What changes do you see coming that will help us achieve conservation goals more quickly and effectively?
Eleanor: BasinScout will always be changing to address new questions and find new solutions, but I am most excited about some of the things that aren’t changing anymore. Those parts of BasinScout that don’t need to be changed and can still be applied in lots of geographies prove that we’ve developed something incredibly useful.
What is your favorite part of BasinScout?
Eleanor: It is really interesting to learn about the various ecosystems that we are trying to protect. For example, in California’s Sacramento and San Joaquin Rivers, BasinScout is guiding the implementation of groundwater recharge projects that will secure, protect, and enhance more than 4,000 acres of sensitive groundwater-dependent habitat for decades. This includes streamside oak forests and Sandhill Crane roosting and foraging habitats.

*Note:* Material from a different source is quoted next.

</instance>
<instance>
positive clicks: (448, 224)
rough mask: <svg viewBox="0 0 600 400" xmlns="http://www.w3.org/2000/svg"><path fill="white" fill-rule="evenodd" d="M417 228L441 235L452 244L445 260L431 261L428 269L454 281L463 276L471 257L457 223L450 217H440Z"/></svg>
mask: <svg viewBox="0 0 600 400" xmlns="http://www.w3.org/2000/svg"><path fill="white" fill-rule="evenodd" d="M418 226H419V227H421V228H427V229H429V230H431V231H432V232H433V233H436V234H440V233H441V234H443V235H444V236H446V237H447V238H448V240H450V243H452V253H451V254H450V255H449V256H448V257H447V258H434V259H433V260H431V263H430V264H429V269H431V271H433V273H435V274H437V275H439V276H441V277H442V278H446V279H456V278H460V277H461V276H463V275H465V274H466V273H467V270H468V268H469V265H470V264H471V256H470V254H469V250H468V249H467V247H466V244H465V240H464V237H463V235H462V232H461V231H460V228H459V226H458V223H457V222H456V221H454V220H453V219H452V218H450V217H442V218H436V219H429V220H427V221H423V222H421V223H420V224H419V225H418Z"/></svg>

Tommy: My favorite part of BasinScout is the constant evolution and refinement. In six months or one year from now, BasinScout will likely have more improvements and capabilities, while still rooted in the same concepts that were developed more than ten years ago. We are also developing BasinScout to adapt to very large geographic areas. Currently we are using BasinScout to analyze water quality and water quantity issues across the entirety of the irrigated agricultural land in Southwest Idaho and the West Slope of Colorado, which combined encompasses nearly 1.5 million acres.
BasinScout® is a registered trademark of The Freshwater Trust. Aspects of the StreamBank® system, of which BasinScout is a part, are covered by one or more claims of U.S. Patent No. 8,036,909.